Go For Zucker

 

Posted to www.marxmail.org on January 10, 2006

 

Scheduled for release in NYC on January 20, “Go For Zucker” (Alles auf Zucker!) is a genial farce with aspirations to a level of political satire that it generally fails to reach. However, this story of two middle-aged and long-lost German brothers--one a nonobservant and dissolute “Ostie” who lives in Berlin and the other an orthodox Jew from Frankfurt--is well worth seeing.

 

When Jaeckie Zucker (Henry Hübchen) receives news of his mother’s death, it could not come at a more inconvenient time. He is all set to participate in a billiards tournament for a 100,000 Euro top prize. That money will help to pay off his gambling debts and to keep his shady nightclub--that has all the appearances of a brothel--in business.

 

His mother has left instructions to be mourned and buried in Berlin. Furthermore, her will stipulates that unless Jaeckie reconciles with his brother Samuel Zuckerman (Udo Samuel) who he has nicknamed the "ayatollah", her estate will be left to a synagogue in Berlin. Additionally, she demands that Jaeckie follow Jewish rituals during a 7 day mourning period, called ‘shivah’, the Hebrew word for seven.
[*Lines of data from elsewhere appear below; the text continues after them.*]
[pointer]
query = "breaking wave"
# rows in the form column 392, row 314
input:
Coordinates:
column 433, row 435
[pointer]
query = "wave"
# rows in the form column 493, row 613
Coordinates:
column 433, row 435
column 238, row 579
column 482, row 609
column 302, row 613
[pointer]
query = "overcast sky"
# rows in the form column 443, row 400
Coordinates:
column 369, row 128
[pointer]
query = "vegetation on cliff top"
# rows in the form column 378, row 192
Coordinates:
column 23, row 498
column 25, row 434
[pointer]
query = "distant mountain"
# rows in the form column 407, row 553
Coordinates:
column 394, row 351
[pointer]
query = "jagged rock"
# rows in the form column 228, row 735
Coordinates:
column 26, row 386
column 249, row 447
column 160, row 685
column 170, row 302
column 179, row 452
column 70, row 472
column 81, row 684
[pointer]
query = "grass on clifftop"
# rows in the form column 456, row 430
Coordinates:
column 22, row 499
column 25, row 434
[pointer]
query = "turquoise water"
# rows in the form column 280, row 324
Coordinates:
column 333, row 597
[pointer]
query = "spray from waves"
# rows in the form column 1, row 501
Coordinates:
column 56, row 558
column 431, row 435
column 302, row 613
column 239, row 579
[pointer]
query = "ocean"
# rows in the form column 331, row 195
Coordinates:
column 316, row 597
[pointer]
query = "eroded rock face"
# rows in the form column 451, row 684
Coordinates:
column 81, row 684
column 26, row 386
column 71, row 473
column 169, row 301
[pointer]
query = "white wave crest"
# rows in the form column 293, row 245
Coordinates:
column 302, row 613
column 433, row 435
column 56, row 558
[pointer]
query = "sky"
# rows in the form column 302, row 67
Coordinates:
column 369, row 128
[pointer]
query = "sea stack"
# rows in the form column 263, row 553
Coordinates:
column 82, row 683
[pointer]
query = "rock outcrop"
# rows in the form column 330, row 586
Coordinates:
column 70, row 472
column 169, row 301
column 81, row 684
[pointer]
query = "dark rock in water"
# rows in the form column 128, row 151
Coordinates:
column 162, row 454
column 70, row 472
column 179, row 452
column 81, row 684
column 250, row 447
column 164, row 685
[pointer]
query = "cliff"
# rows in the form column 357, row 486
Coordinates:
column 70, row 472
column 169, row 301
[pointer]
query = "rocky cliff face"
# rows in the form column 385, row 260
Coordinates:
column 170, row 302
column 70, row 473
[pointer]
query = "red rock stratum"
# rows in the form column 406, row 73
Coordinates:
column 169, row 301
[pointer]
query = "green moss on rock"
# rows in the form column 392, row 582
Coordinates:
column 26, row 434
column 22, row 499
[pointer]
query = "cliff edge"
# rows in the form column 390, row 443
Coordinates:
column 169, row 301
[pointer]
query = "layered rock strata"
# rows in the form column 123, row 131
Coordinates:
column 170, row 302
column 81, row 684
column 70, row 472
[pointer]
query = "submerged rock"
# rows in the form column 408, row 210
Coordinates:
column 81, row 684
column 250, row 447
Although Jaeckie, a resolute communist despite his wastrel ways, has bitter contempt for religion of any sort, he is pressured by his wife into respecting his mother’s wishes. Although she is a gentile, Marlene (Hannelore Eisner) looks forward to satisfying Jewish customs in her household. To some extent, she is inclined to put a plus wherever her husband puts a minus. Indeed, just before they have received word of his mother’s death, Marlene has decided to throw Jaeckie out.

 

Since Jaeckie is only expecting his brother, he is chagrined to discover that Samuel arrives at the airport with the entire mispochah (family). This includes his wife, daughter and son Joshua who wears a broad-brimmed hat, black suit, long beard and a permanent glower on his face. By contrast, Jaeckie’s son Thomas, who is about the same age as Joshua, is a clean-shaven yuppie. As the two parties gaze in stupefaction at each other, the audience quite rightly expects the film to unfold as a series of comic contradictions.

 

On this front, the film is completely successful. In many ways, it satisfies in the same way that the HBO comedy series “Curb Your Enthusiasm” does. Writer and lead character (who plays himself) Larry David has mined Jewish identity for both comic material and social commentary. Dani Levy, the Swiss Jewish director and screenwriter of “Go For Zucker” who probably is unfamiliar with David’s work, has made a film that covers the same sort of terrain. In the latest season of “Curb Your Enthusiasm,” Larry David decides to hold a Passover seder at his house but scandalizes his guests by inviting a sex offender who has moved to the neighborhood. This is Larry's way of showing gratitude for the sex offender showing him a new golf swing.

 

When Larry tries somewhat unsuccessfully to convince his guests that forgiveness is an important Jewish value, he is in the same boat as Jaeckie who gets caught sneaking off to the billiards tournament during shivah. He tries to persuade Joshua, who has been put in charge of making sure that the mother's will is honored, that it is a mitzvah to win money that will keep his barmaids employed.  The parts of the film that are devoted to such ploys tend to the cheap gag, which it should be said might satisfy conventional audience expectations. “Go For Zucker” played for 44 consecutive weeks in Germany and 15 in Israel. The production notes indicate that the film was the highest grossing German-ethnic film to date. Since one cannot be sure how many other films can be categorized in this genre, it is difficult to gauge the film’s achievement. Suffice it to say that it is genuinely entertaining.

 

The film is also an important document as a contribution to the return of Jews to Germany, including Dani Levy himself who states in an interview that is part of the production notes:

 

“A lot of Jewish families returned to Germany after the end of the Nazi regime. Despite the catastrophic history and the enormous scale of destruction, they retained their sense of homeland here. My mother was born and raised in Berlin. In 1939, at the age of 12, she fled Germany with her father. The fact that I returned to Berlin 40 years later, that I established myself here in manifold fashion, is an irony of my family history.”

 

Although Levy does not mention it, it might occur to some that the ongoing tragedy of both the Jewish and Palestinian people might have been spared if a similar decision had been made by Jewish survivors of the Nazi holocaust. Germany was not the enemy of the Jews; a capitalist system in crisis was.